Elas estão no controle
Veja quem são os mulherões das novelas que dão um chega pra lá no machismo
Personagens da telinha estão dando uma lição de empoderamento
Não é exagero dizer que a teledramaturgia é o espelho da sociedade. Enquanto o mundo e o comportamento das pessoas evoluem, as produções da telinha acompanham este desenvolvimento.
Um exemplo clássico é o seriado Malu Mulher, exibido entre 1979 e 1980. Os dramas de Malu (Regina Duarte) retratavam bem a repressão vivida pelas mulheres na sociedade da época. Mas que época era esta? Naqueles tempos, o divórcio só tinha sido permitido no Brasil há dois anos, homens que matavam suas parceiras eram absolvidos por alegarem "legítima defesa da honra", enfim, era difícil mostrar as conquistas femininas. Imaginem, então, exibir na TV uma mulher divorciada, que trabalhava fora e criava a filha sozinha?
Corta para 2018. Felizmente, muita coisa mudou, mas caminhamos a passos lentos em busca dos direitos das mulheres. Não à toa, algumas personagens da ficção levantam bandeiras importantes neste aspecto. Apesar de terem nascido e crescido em um ambiente dominado pelos homens, as mulheres maduras também provam que são independentes, autoconfiantes e capazes de enfrentar o machismo arraigado na sociedade.
Conflito de séculos
O Tempo Não Para traz o confronto de dois mundos bem diferentes. De um lado, os "congelados", ainda com a mentalidade, hábitos e crenças de 1886. De outro, a modernidade em todas as suas melhores e piores facetas.
Carmen (Christiane Torloni), mãe do mocinho Samuca (Nicolas Prattes), é uma mulher arrojada, chique e dona do próprio nariz.
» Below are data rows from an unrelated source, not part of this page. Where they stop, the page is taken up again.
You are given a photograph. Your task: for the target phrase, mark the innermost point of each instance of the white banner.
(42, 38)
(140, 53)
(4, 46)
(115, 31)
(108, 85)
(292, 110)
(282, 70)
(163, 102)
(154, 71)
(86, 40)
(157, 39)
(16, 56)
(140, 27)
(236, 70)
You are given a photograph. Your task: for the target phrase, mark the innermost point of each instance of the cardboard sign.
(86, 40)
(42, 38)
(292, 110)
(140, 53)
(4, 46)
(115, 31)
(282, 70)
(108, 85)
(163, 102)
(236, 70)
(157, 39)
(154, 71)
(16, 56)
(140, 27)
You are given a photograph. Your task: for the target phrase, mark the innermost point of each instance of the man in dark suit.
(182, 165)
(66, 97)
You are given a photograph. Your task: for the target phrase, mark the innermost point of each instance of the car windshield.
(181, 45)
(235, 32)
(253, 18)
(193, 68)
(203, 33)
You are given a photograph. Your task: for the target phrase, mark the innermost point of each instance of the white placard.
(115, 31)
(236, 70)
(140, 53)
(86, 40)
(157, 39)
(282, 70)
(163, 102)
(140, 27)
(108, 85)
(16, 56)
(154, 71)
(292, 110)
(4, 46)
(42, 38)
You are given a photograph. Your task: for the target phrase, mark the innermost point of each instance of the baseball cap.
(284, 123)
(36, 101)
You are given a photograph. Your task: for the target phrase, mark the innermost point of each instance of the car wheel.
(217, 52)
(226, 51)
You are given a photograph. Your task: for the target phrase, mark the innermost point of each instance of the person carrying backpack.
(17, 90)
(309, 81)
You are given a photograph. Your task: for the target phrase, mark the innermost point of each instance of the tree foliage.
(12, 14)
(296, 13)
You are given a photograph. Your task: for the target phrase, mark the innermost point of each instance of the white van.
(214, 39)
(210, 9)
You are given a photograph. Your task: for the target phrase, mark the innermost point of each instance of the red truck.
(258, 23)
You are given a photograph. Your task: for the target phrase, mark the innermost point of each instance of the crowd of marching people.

Enche a boca para dizer que criou o filho sozinha, sem depender do "traste" de seu ex-marido. Tanta modernidade foi demais para dona Agustina (Rosi Campos) e seu pensamento de 132 anos atrás. A mulher de Dom Sabino (Edson Celulari) ficou chocada com o comportamento de Carmen e logo a qualificou como uma "devassa", "messalina", entre outros impropérios. A dama de época chegou a proibir o relacionamento de Samuca e Marocas (Juliana Paiva), tudo porque o rapaz é filho de uma "perdida", "mulher largada, sem marido".
Enquanto as duas mães se digladiam, Dom Sabino está nas nuvens com a "mulher admirável" que é a Senhora Dona Carmen.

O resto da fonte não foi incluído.